I’ll now turn the call over to Tom.

Tom Lowder

Thank you, Jerry, and again welcome to everyone joining us. Higher quality Sunbelt multi-family portfolio coupled with solid fundamentals resulted in another quarter of strong operating results. As I’ve discussed on our quarterly calls this year, 2012 initiatives are to grow the company, achieve investment grade rating and improved our portfolio.

During the quarter, we were able to execute on all of these objectives. We grew our core business by increasing our same-property net operating income by 7.3% as compared to last year. We acquired one asset in Dallas for $29.8 million and began two new developments, one in South Orlando in the Lake Nona sub-market and the second phase at Colonial Grand at Ayrsley in Charlotte, North Carolina. We now have seven multifamily developments under construction, representing over 2, 000 units and of total investments of approximately $250 million.

As I mentioned on our last call, S&P upgraded our unsecured debt rating to BBB- and we are scheduled to meet with Moody’s next month. Our improving operations, coupled with the progress on our balance sheet, yielded a debt-to-EBTIDA ratio of 7.8 times and a fixed charge ratio of 2.3 times for the second quarter. Our leverage was 45.2% as of June 30. We’ve been able to achieve all of these balance sheet ratios while we are in the midst of the development pipeline I’ve previously discussed.
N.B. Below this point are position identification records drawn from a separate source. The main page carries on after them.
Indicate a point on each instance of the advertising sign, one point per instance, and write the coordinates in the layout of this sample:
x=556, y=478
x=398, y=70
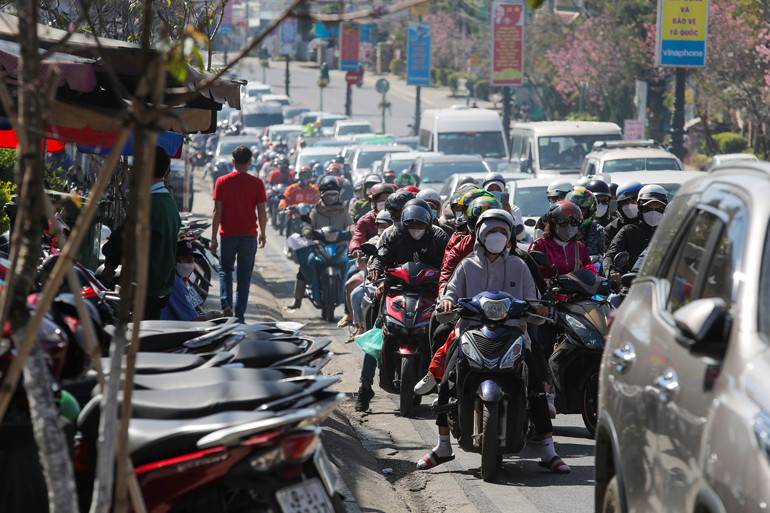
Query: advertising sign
x=349, y=46
x=418, y=54
x=507, y=43
x=682, y=33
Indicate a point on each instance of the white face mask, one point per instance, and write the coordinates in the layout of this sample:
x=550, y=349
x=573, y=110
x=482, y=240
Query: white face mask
x=631, y=210
x=495, y=243
x=417, y=234
x=601, y=210
x=652, y=218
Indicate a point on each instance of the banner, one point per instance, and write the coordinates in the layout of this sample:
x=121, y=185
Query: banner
x=507, y=43
x=418, y=54
x=682, y=33
x=349, y=46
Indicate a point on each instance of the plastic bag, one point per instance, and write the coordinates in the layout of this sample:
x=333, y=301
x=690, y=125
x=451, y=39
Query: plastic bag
x=370, y=342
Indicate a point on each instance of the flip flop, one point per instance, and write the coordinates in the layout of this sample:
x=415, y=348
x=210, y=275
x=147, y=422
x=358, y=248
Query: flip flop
x=556, y=466
x=432, y=459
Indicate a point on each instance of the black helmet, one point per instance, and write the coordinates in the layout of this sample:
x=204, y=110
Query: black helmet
x=599, y=188
x=329, y=183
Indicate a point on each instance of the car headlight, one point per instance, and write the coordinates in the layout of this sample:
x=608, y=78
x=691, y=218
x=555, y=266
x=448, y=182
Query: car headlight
x=495, y=309
x=470, y=352
x=513, y=354
x=590, y=337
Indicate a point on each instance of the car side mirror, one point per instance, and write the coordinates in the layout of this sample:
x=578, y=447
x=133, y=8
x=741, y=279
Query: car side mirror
x=703, y=327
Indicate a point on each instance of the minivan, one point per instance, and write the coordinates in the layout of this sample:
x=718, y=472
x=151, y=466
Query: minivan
x=552, y=149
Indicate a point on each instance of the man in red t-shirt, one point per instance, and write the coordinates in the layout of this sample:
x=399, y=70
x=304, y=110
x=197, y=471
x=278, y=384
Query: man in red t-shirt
x=238, y=197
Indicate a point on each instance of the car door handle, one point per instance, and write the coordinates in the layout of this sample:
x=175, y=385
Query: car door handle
x=667, y=384
x=623, y=357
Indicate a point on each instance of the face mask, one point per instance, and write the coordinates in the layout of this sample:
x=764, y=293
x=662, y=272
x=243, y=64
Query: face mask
x=417, y=234
x=652, y=218
x=185, y=270
x=601, y=210
x=566, y=233
x=630, y=210
x=495, y=243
This pipeline will begin delivering income for us in 2013, which will further improve our ratios.

All of these improved balance sheet ratios in the more simplified business will help us in our discussions with the rating agencies and hopefully allow us to regain our investment grade rating with both Moody’s and Fitch in the near term. As we announced earlier this month, we had exited the 18 assets DRA/CLP Office joint venture. This was our largest remaining joint venture and was the significant step in simplifying our business in shifting our assets to multi-family. This joint venture was highly leveraged and we were able to renew $111 million of secured financing that was scheduled to mature in 2014. We planned to transition management of these properties to a third-party over the next 60 to 90 days, which will allow us the opportunity to further simplify our internal structure. Following this transaction, multifamily assets now represent approximately 86% of our net operating income bringing us closer to our target mix of 90% multifamily and 10% commercial. We have additional commercial assets being marketed for sale that I will discuss at the end of the call.

Now Reynolds will provide more details on our operating performance and other activities during the quarter. Reynolds?

Reynolds Thompson

Thanks Tom. FFO for the second quarter was $0.32 per share consistent with the year ago and up from $0.30 per share in the first quarter. Our second quarter same property net operating income increased 7.3% and revenue increased 4.9% versus the prior year. Multifamily same-property physical occupancy was 96% at the end of the quarter. New lease rates were up 3.9% and renewal rates were up 6.6% in the second quarter for a blended growth rate of 5.1%. July new lease rates are up 3.3% today. Renewal letters are going out at 6.5% consistent with the second quarter. Average revenue per occupied unit reached $928 during the second quarter of 1.9% sequentially and up 5.8% from the second quarter of 2011. Revenue per occupied unit is above our prior peak in all of our markets except for Phoenix, which is less than 1% below the prior peak. Rents as a percent of income were 15.9% for the quarter, 400 basis points below our prior peak of approximately 20% in 2008.